Prof A. Stephen Morse from Yale University delivered this Thursday on Apr 10 an impressive talk: A Distributed Algorithm for Solving a Linear Algebraic Equation.
In this talk a distributed algorithm was described by Prof Morse for solving a linear algebraic equation of the form Ax=b where A was a matrix for which the equation had at least one solution. The equation was simultaneously solved by m agents assuming each agent knew only a subset of the rows of the partitioned matrix [A b], the current estimates of the equation’s solution generated by its neighbors, and nothing more. According to Prof Morse, each agent recursively updated its estimate of a solution by utilizing the current estimates generated by each of its neighbors. Neighbor relations were characterized by a time-dependent directed graph N(t) whose vertices corresponded to agents and whose arcs depicted neighbor relations. For any matrix A for which the equation has a solution, the algorithm caused all agents’ estimates to converge exponentially fast to the same solution to Ax=b if and only if the sequence of neighbor graphs N(t), t=1,2,... was “repeatedly jointly strongly connected”. Moreover, in the absence of transmission delays, convergence to a solution occurred even if the times at which each agent updated its estimates were not synchronized with the update times of its neighbors.

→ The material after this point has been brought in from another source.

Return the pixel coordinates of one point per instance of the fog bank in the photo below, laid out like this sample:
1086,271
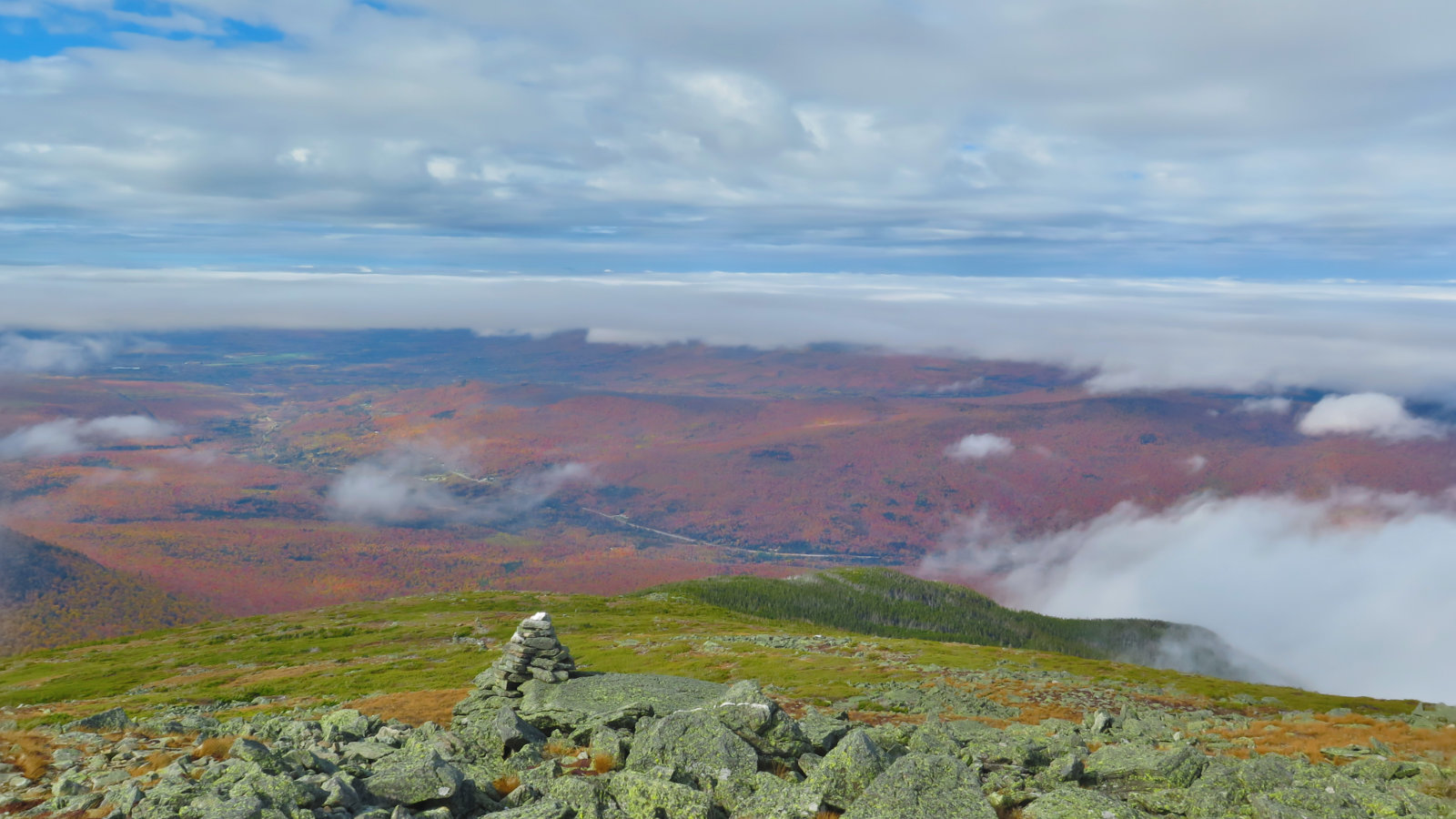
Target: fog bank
1349,595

Prof A. Stephen Morse was born in Mt. Vernon, New York. He received Ph.D. degree from Purdue University. He was associated with the Office of Control Theory and Application {OCTA} at the NASA Electronics Research Center in Cambridge, Mass. For most of his career, he has been with Yale University where he is presently the Dudley Professor of Engineering. His main interest is in system theory and he has done research in network synthesis, optimal control, multivariable control, adaptive control, urban transportation, vision-based control, hybrid and nonlinear systems, sensor networks, and coordination and control of large grouping of mobile autonomous agents. He is a Fellow of the IEEE and a co-recipient of the IEEE Control Systems Society's 1993 and 2005 George S. Axelby Outstanding Paper Awards. He has twice received the American Automatic Control Council's Best Paper Award and is a co-recipient of the Automatica Theory/Methodology Prize. He is the 1999 recipient of the IEEE Technical Field Award for Control Systems. He is the 2013 recipient of the American Automatic Control Councils Richard E. Bellman Control Heritage Award. He is a member of the US National Academy of Engineering and the Connecticut Academy of Science and Engineering.